Culzean Castle originally belonged to the Kennedys, an ancient Scottish family descended from Robert the Bruce. There was a stone tower house here in the 16th century, and various Kennedys over the centuries made their mark on the castle with improvements and alterations.

But it wasn’t until the 1770s that it started to become the grand country seat it is today. David Kennedy, 10th Earl of Cassillis and a peer in the House of Lords, commissioned famed Scottish architect Robert Adam to design and build a castle that reflected the family’s status and wealth.

It was a no-expense-spared project, but neither Kennedy nor Adam survived to see the castle completed as they both died within months of each other in 1792, shortly before the castle was completed.

A new phase of works started in 1877 under the 3rd Marquess. Edinburgh architects Wardrop & Reid were employed to make further improvements to the castle in keeping with Adam’s style, including the additional three-storey west wing and a newly designed entrance.
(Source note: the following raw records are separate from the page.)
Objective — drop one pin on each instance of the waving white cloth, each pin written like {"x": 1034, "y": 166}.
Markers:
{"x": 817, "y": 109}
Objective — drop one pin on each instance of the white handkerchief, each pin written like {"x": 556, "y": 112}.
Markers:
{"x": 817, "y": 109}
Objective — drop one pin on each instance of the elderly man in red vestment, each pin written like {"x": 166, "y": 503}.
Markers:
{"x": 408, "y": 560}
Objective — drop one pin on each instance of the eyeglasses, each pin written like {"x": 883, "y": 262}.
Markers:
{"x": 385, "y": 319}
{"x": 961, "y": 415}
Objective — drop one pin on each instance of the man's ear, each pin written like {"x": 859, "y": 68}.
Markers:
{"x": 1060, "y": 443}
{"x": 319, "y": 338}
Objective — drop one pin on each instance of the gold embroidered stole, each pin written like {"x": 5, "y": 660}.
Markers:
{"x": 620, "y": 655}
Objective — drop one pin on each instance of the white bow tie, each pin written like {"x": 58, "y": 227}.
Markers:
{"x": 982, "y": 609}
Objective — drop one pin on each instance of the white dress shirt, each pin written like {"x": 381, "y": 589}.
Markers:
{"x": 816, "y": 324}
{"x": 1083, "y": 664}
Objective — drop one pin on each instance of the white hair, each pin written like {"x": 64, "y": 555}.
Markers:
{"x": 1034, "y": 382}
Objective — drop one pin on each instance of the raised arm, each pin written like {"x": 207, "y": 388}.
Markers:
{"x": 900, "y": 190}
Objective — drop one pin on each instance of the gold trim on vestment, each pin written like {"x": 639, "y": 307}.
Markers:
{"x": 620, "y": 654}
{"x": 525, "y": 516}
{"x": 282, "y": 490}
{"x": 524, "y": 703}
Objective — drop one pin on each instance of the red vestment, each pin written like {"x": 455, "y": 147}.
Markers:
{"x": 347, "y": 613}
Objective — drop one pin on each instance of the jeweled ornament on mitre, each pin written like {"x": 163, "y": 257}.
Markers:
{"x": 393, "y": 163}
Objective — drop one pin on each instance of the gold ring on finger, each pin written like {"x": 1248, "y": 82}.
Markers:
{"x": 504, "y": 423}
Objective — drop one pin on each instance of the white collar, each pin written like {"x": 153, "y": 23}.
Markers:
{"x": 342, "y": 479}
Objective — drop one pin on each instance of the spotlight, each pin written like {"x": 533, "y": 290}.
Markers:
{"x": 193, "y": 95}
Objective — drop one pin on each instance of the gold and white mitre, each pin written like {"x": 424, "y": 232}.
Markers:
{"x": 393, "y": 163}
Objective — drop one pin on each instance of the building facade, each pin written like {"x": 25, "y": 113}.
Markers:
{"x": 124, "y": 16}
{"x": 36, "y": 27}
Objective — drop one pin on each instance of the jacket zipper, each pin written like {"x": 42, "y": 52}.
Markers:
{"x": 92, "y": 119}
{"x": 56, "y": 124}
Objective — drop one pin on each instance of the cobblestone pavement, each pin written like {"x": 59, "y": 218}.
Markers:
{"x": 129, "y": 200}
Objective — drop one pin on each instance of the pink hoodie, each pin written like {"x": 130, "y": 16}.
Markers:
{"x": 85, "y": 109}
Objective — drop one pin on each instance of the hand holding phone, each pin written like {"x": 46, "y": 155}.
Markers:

In 1945, when the castle was passed to the National Trust for Scotland, the top floor was converted into a flat for use by General Eisenhower, as a gesture for America’s support during the Second World War.

General Eisenhower visited on four occasions including while president of the United States of America. These same rooms are now a country house hotel and you too can stay where the president himself stayed. There are also a number of holiday cottages available in the country park.